El Códice contiene los Cuatro Evangelios, en el orden común en occidente,
Mateo, Juan, Lucas, Marcos, a continuación unos pocos versos (11 -15),
en latín, de la tercera Epístola de S. Juan y los Hechos. Faltan
sin embargo del manuscrito del escriba original, en el griego: Mateo, i, 1-20;
[iii, 7-16]; vi, 20-ix, 2; xxvii, 2-12; John i, 16-iii, 26; [xviii, 14-xx, 13];
[Macos. xvi, 15-20]; Hechos, viii, 29-x, 14; xxi, 2-10, 16-18; xxii, 10-20; xxii,
29-xxviii, 31; en el latín: Mat., i, 1-11; [ii, 21-iii, 7]; vi,8-viii,
27; xxvi, 65-xxvii, 1; Juan, i, 1-iii, 16; [xviii, 2-xx, 1]; [Marcos, xvi, 6-20];
Hechos viii, 20-x, 4; xx, 31-xxi, 2, 7-10; xxii, 2-10; xxiii, 20- xxviii, 31.
Los pasajes entre corchetes han sido añadidos por una mano del siglo
décimo. Hay que notar que de los libros que contiene sólo el Evangelio
de S. Lucas se preserva completo.
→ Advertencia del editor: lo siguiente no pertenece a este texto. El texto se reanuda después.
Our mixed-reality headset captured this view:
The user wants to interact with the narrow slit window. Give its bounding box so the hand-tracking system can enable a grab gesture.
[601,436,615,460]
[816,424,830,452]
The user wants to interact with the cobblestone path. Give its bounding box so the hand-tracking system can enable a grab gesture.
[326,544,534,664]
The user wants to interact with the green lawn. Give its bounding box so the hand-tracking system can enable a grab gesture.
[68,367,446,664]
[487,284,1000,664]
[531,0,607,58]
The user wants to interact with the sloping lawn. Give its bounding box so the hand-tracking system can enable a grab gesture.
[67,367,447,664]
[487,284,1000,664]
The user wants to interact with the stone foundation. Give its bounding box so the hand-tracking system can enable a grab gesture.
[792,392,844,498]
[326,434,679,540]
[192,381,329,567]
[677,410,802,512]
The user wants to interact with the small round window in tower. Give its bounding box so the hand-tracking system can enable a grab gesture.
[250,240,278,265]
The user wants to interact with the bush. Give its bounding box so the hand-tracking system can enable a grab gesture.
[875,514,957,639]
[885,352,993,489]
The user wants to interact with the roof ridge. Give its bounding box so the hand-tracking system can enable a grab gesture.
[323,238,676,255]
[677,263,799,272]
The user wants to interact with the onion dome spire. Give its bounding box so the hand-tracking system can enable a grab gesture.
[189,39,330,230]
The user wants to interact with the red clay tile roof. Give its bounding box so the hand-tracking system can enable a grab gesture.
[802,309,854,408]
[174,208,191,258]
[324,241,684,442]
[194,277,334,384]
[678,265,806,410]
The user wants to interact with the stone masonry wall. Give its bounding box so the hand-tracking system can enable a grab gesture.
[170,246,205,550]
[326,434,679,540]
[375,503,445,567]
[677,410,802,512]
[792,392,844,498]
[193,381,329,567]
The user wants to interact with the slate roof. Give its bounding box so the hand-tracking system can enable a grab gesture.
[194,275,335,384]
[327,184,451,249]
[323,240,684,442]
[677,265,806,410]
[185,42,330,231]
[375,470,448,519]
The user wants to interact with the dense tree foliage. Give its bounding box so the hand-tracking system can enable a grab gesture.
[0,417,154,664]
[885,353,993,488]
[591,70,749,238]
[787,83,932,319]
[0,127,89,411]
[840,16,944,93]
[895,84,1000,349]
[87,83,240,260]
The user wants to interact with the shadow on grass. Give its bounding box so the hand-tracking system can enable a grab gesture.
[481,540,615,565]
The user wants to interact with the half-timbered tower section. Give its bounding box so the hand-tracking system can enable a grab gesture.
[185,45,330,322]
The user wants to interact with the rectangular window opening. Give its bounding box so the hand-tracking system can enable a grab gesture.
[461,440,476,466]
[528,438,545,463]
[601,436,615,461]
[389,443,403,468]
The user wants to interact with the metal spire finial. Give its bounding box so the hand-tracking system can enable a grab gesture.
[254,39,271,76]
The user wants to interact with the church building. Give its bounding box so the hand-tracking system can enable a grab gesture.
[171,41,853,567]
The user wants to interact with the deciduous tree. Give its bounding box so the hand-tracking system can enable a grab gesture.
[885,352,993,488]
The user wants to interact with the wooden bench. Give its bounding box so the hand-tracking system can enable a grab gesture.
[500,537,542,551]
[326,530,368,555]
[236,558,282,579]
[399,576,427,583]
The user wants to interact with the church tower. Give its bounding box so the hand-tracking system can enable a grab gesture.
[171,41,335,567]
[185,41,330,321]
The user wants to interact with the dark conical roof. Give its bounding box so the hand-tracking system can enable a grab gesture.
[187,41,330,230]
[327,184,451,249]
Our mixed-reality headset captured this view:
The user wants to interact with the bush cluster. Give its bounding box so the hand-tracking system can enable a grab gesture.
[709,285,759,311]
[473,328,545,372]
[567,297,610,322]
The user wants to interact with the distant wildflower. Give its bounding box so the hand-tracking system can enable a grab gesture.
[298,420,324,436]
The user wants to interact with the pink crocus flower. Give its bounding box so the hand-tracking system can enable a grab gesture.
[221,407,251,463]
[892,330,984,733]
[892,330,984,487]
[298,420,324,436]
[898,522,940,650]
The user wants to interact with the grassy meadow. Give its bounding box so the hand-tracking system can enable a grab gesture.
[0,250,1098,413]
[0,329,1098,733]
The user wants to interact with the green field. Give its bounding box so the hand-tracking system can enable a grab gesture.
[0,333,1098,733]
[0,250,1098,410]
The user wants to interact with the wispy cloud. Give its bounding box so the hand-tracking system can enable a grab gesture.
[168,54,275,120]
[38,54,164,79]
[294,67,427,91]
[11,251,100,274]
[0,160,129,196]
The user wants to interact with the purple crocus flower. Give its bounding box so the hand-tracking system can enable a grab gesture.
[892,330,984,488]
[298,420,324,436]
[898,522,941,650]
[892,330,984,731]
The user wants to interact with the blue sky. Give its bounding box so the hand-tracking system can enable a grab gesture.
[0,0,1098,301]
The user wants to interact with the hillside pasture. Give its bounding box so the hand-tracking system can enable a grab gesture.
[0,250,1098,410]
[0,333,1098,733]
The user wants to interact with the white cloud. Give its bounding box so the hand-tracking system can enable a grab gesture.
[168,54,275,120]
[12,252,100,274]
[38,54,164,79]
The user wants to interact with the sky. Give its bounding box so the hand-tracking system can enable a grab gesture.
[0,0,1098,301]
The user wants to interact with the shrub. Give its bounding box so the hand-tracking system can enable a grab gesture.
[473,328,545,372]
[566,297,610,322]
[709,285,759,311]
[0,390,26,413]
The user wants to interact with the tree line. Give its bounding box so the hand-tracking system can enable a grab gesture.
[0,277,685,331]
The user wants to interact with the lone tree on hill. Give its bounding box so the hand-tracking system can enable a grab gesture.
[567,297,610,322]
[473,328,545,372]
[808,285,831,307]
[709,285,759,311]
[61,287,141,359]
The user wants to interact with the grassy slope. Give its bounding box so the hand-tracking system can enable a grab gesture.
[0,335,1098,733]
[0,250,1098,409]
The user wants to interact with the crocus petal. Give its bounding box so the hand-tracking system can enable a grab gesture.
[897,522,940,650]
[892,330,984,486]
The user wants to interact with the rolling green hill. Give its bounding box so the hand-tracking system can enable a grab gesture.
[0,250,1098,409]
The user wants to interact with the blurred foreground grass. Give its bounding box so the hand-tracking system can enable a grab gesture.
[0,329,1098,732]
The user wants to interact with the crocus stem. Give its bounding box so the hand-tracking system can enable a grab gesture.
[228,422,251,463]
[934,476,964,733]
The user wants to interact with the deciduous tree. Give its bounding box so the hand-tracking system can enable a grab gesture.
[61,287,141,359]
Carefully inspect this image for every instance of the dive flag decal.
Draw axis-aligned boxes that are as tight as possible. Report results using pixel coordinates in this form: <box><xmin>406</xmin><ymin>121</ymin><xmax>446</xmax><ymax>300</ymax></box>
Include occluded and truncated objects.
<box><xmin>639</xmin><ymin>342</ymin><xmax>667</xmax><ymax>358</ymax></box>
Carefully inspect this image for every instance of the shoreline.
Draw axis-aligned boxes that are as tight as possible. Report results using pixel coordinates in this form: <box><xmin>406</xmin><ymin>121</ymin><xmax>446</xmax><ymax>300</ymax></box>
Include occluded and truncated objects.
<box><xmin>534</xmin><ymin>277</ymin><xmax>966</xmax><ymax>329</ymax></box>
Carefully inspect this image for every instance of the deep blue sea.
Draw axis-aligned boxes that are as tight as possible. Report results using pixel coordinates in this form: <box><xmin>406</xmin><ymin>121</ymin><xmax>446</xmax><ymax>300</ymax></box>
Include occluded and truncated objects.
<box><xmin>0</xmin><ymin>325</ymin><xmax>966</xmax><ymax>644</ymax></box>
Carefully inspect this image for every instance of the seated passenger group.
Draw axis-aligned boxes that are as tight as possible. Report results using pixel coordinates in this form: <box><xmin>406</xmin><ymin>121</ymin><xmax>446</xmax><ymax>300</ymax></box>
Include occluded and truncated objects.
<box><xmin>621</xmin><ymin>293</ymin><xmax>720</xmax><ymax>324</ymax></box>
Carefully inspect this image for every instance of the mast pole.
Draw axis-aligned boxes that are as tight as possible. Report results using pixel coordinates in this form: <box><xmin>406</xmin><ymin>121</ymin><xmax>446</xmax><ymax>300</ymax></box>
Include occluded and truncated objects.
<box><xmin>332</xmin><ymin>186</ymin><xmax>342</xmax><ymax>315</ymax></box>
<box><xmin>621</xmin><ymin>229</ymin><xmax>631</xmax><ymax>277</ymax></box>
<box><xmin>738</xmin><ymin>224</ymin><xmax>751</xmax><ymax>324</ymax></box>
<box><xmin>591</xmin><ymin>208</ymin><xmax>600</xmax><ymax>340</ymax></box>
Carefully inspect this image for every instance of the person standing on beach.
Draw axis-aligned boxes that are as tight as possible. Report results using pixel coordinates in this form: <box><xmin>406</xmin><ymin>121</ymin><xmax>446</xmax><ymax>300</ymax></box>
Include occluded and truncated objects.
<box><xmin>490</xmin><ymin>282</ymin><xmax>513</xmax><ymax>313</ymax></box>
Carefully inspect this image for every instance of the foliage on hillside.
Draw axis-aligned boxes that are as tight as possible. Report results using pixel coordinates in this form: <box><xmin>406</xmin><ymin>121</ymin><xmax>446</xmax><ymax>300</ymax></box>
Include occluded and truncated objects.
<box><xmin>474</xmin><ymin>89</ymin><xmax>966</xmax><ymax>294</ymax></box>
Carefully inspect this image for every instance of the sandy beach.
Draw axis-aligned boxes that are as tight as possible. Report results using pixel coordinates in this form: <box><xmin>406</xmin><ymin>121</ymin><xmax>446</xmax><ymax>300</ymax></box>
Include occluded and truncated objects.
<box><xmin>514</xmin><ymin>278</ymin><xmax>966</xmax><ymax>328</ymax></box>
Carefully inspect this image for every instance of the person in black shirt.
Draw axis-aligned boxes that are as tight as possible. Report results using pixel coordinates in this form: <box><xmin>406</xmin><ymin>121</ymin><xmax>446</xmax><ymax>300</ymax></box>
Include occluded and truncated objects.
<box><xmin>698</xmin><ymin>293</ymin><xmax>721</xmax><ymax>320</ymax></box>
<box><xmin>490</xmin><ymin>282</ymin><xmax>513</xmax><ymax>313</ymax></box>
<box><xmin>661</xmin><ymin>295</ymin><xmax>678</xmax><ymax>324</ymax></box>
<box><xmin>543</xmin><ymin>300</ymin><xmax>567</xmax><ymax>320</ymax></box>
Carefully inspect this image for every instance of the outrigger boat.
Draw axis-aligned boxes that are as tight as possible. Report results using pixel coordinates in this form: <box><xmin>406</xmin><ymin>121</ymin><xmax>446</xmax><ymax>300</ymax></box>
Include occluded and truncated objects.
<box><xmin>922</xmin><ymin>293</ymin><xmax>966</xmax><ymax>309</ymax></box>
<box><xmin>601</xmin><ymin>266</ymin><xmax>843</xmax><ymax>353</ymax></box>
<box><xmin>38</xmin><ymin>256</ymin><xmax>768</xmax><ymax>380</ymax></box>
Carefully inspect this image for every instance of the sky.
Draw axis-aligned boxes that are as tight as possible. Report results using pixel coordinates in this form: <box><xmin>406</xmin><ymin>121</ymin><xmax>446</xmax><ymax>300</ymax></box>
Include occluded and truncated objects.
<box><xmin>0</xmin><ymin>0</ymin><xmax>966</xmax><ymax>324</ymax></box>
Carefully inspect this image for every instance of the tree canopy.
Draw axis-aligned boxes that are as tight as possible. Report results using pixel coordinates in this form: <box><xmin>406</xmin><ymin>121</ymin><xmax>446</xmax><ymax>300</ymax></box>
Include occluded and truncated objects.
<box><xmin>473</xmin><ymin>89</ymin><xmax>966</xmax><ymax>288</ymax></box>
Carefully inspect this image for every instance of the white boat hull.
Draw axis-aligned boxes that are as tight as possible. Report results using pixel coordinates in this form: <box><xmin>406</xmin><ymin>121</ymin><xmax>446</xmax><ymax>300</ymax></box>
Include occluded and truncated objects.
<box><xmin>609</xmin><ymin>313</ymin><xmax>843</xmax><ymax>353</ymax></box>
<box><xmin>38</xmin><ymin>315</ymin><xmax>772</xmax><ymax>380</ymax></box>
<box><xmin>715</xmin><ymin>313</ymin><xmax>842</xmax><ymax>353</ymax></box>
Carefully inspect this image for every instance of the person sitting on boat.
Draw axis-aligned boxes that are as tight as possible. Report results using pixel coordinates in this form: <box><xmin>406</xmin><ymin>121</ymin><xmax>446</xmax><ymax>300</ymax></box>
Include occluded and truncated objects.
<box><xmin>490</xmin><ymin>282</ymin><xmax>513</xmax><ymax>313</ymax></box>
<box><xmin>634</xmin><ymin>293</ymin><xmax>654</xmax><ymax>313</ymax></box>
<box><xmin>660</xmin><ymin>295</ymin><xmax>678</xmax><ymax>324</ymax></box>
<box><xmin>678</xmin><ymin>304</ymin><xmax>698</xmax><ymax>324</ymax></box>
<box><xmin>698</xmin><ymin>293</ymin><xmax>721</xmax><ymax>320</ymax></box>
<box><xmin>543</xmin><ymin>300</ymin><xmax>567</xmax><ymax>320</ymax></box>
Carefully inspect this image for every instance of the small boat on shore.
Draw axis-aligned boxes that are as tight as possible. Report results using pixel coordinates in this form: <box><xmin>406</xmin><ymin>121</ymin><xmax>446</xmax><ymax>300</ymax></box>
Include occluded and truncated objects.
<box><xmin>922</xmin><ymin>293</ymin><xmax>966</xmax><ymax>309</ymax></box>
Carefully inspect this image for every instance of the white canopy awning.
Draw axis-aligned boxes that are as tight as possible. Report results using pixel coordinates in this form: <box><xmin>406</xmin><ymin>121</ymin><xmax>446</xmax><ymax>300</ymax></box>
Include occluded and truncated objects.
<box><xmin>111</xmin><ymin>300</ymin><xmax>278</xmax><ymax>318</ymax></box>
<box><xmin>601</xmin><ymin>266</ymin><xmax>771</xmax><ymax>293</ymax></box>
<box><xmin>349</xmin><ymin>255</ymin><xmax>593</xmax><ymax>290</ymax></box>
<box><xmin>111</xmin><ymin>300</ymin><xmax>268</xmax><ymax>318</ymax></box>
La condiciones del Libro muestra un vacío
entre los Evangelios y Los Hechos y el fragmento de III Juan indica que, como
en otro manuscrito antiguo, las Epístolas Católicas estaban colocadas
aquí. El hecho de que la Epístola de Judas no preceda inmediatamente
a los Hechos se ve como apuntando a que había sido omitida del Códice,
y puede que colocada en otra parte. No podemos decir si el manuscrito contenía
algo más del Nuevo Testamento y no hay indicaciones de que, como otros
grandes manuscritos unciales, estuviera alguna vez unido al texto del Antiguo
Testamento. Además de la mano del escriba original, hay correcciones
de distintas manos, algunas probablemente contemporáneas del original,
más tarde anotaciones litúrgicas y la sortes sanctorum, o fórmula
de echar suertes, todo esto importante para seguir la historia del manuscrito.
Beza escribió en una carta que acompañaba a su regalo que el manuscrito
había sido obtenido del monasterio de S. Ireneo de Lyon, durante la guerra,
en 1562. Lyon fue saqueado por los hugonotes y el manuscrito fue probablemente
parte del botín. El reformador dice que había permanecido en el
monasterio por largo tiempo, descuidado y cubierto de polvo, pero esto es rechazado
por los expertos modernos. Se afirma que de hecho este fue el códice
utilizado en el Concilio de Trento en 1546 por William Dupré ( los escritores
ingleses insisten en llamar Prato a este francés) obispo de Clermont
en Auvergne, para confirmar una lectura latina de Juan, xxi, si eum volo manere,
que se encuentra sólo en el griego de éste códice.
Más aún se le identifica generalmente con el Códice beta,
cuyas peculiares lecturas fueron reunidas en 1546 para la edición de
Stephen del Testamento Griego por amigos suyos, en Italia. El mismo Beza, tras
haber llamado en primer lugar a este códice Lugdunensis, lo llamó
Claromontanus, como si no viniera de Lyón sino de Clermont ( erca de
Beauvais, no Clermont de Auvergne). Todo esto, (poniendo en duda la afirmación
original de Beza) indica que el manuscrito estaba en Italia a mediados del siglo
dieciséis y tiene su relación con la localidad de la producción.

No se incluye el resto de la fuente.